Investor Financing for Small Business

Investors are known for taking more risks than banks; however, investors still want their money back, and with a high rate of return on their investment. That means that, not only should you be prepared to demonstrate everything you needed to demonstrate for a bank loan, but also that you’ll be able to deliver to your investors their desired rate of return. That return usually comes in some sort of “exit” event, meaning that you sell your business or take the business public. An IPO is not usually an option for a small business, though being acquired can be, if the business is in a market that is consolidating. The more important part of your effort to raise capital from investors will be your relationship with them. In a small business or startup investment, the investors are usually investing in the entrepreneur. That’s you. If they know you, your history, your competence and capabilities, then their confidence will already be high before they even see your business plan. Before you ask for investment dollars, make sure you build relationships with the investors.

Small Business Grants

Finally, small businesses can apply for grants to capitalize their operations. We covered the basics of loans and investor financing because there are many similarities to grants; however, there are a lot of differences, too. First, what’s similar among loans, investments, and grants?
  • You’ll need a solid, professional business plan
  • There will be a lengthy application process
  • A relationship with the granting organization will help a lot
  • There will be expectations for the results of the money from the granting organization
Those are the big similarities. Some of the differences include:
  • You don’t have to pay back a grant
  • The granting organization does not take an ownership interest in your business
  • There is no interest nor expected return on investment for a grant
These differences make it seem like a grant is “free money”, but do not assume that’s so. There are entire seminars on how to apply for and earn grant money. But, believe it or not, applying for a grant may actually be the easier part of the process. What’s the hardest part of getting a grant for your small business? Finding the right grant.

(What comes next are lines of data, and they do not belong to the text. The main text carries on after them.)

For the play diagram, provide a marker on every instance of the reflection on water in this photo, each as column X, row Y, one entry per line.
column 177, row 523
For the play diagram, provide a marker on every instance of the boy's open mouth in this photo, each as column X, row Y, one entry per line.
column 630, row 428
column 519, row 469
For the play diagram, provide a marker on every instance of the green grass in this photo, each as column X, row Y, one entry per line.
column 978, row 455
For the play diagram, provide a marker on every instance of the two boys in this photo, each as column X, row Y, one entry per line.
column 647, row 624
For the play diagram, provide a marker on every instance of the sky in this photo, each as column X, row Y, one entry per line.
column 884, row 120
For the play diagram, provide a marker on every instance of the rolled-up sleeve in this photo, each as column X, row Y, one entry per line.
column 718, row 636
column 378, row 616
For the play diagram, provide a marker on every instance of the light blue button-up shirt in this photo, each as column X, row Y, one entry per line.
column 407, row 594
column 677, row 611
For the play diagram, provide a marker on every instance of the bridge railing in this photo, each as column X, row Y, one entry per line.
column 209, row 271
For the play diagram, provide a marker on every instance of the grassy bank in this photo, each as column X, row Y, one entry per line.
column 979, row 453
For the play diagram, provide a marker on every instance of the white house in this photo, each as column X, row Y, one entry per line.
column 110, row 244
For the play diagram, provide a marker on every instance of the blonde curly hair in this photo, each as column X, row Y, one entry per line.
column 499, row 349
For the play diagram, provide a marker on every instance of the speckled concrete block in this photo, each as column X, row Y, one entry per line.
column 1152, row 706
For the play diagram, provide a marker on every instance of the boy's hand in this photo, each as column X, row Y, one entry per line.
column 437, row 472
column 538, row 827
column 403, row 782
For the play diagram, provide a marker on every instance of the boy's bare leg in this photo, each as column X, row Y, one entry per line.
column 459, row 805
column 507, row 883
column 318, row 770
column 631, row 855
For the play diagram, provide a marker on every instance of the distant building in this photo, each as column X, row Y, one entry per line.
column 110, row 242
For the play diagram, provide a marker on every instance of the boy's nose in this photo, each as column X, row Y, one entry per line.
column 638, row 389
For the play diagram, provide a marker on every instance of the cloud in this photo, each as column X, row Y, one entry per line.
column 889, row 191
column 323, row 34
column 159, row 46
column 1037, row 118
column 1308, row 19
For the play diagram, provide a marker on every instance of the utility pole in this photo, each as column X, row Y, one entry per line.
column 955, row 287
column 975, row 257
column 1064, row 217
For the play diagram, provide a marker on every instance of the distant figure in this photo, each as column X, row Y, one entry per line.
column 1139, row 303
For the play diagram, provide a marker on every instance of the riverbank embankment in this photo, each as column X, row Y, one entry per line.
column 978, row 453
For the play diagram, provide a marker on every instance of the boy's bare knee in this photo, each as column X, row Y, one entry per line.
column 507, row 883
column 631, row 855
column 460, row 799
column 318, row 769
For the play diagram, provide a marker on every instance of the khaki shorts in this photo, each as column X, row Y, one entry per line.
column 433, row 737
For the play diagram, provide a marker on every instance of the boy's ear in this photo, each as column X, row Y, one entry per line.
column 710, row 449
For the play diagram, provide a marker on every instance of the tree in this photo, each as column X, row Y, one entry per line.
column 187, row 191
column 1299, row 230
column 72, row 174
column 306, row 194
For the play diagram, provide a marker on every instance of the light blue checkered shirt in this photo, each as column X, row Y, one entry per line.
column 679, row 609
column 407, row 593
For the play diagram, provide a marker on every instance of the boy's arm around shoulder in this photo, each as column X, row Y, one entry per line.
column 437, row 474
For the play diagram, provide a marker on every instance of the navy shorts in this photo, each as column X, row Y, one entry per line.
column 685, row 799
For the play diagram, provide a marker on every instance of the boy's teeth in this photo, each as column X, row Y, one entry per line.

Government Grants vs. Private Grants

A quick search for “Small business grants” brings up the SBA’s grants page, which provides a solid introduction to exactly what the US Government is currently providing grants to accomplish. Add your state name in front of that search, and you’ll get more specific, local information about how to apply for grants in your community. Searching for Private small business grants generally leads you to organizations like Clark Howard or NerdWallet, which provide a wealth of information on all things financial. There’s no such thing as “free money”. At the very least, you will have to put in hours applying for a grant, which includes detailed business plans, forecasts, and other documentation. However, knowing that you have (at least) three options to raise capital for your small business operation can open your eyes to many more possibilities.